During the last fortnight trading session, as of February 11, 2021, secondary market activity was muted during the period as the fresh 2-Yr bond offering was in focus.
The Treasury sold GH¢1.08billion during the 2-Yr GH¢-denominated Treasury rollover issuance. The February 2024 paper cleared at a final clearing yield of 19.75 percent after the Initial Pricing Guidance (IPG) was announced at about 19.50 percent. The proceeds from this issue were meant to refinance part of GH¢1.36billion from the February 2022 paper which was to mature at the time.
Trade volumes amounted to GH¢3.75billion – down by 9 percent compared to the previous session’s volumes, with market interests remaining mainly at the front-end to the belly of the curve (2022s to 2027s).
According to Fincap Securities, the market’s activity was centred round the short- to medium-term tenures, with the 5-year tenures dominating the market for the third week running at 37 percent of market share.

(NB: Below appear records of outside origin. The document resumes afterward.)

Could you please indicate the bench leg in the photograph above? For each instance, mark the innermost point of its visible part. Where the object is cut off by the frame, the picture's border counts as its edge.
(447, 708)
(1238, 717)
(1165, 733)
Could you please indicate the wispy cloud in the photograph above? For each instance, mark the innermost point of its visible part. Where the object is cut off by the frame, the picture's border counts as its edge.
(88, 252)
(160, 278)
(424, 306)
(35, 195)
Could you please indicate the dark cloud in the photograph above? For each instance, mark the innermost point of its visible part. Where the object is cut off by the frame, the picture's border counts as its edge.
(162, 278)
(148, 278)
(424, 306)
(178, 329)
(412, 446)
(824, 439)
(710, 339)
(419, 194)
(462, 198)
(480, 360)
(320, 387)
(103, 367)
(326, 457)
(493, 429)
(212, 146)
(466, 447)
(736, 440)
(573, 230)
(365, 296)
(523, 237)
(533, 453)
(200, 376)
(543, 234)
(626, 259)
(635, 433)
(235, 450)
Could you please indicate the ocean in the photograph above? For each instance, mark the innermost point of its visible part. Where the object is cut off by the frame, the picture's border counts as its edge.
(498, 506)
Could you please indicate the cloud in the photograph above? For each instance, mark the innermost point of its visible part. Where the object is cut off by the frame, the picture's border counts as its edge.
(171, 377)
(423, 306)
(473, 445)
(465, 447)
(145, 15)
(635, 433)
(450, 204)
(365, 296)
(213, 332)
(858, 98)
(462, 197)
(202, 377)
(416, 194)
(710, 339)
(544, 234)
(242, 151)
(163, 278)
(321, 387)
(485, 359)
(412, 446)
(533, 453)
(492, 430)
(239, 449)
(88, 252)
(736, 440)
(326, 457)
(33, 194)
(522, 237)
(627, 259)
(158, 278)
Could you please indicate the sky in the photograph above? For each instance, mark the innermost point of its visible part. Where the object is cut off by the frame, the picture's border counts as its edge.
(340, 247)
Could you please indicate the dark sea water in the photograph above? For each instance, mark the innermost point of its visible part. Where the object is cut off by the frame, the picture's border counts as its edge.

Average yield over the week was higher than in the previous week’s market, underpinned by the 2-year tenures’ 100 basis point (bps) and the 20-year tenures’ 193bps rise in yield.
From a bullish start to 2021, the market changed course in the second half of 2021 on the back of heightened risk perception due to the elevated uncertainties about inflation expectations, fiscal and debt sustainability, and exchange rate pressures.
Consequently, the bond market witnessed increased offshore investor sell-offs in 2021 quarter-4, with non-resident holding of local currency (LCY) bonds declining by GH¢5.3bn from August 2021.
As of December 2021, data from the Central Securities Depository (CSD) indicated that non-resident investors held 17.43 percent of the outstanding debt stocks. Local investors held about 82.57 percent of the outstanding domestic debt stocks, equivalent to about GH¢150.02billion – which is a combination of both government and corporate debts.
Off-shore investors’ share of the market has seen a significant decline as compared to 38.44 percent and 30.01 percent in 2017 and 2018, respectively.
“I think the bulk part of the sell-off has happened, although there are some sell-offs still ongoing on the market. But largely, for the most part, the offshore investors have sold off. Looking at how the market is now, however, if things get worse on the macroeconomic side we could see more selling. But as it is now, largely, the market has sold-off their positions on the off-shore side,” Mr. Kporku said.
Databank highlighted in its market outlook that: “Given the ambitious revenue target and impasse around the E-levy, we envisage a high risk of fiscal overruns – which, together with the increased dependence on domestic financing in 2022, pose upside risks to yields”.
The benchmark 91-day yield is expected to increase to around 12.70 percent by quarter-1 of 2022, and close 2022 at 14.30 percent ±100bps.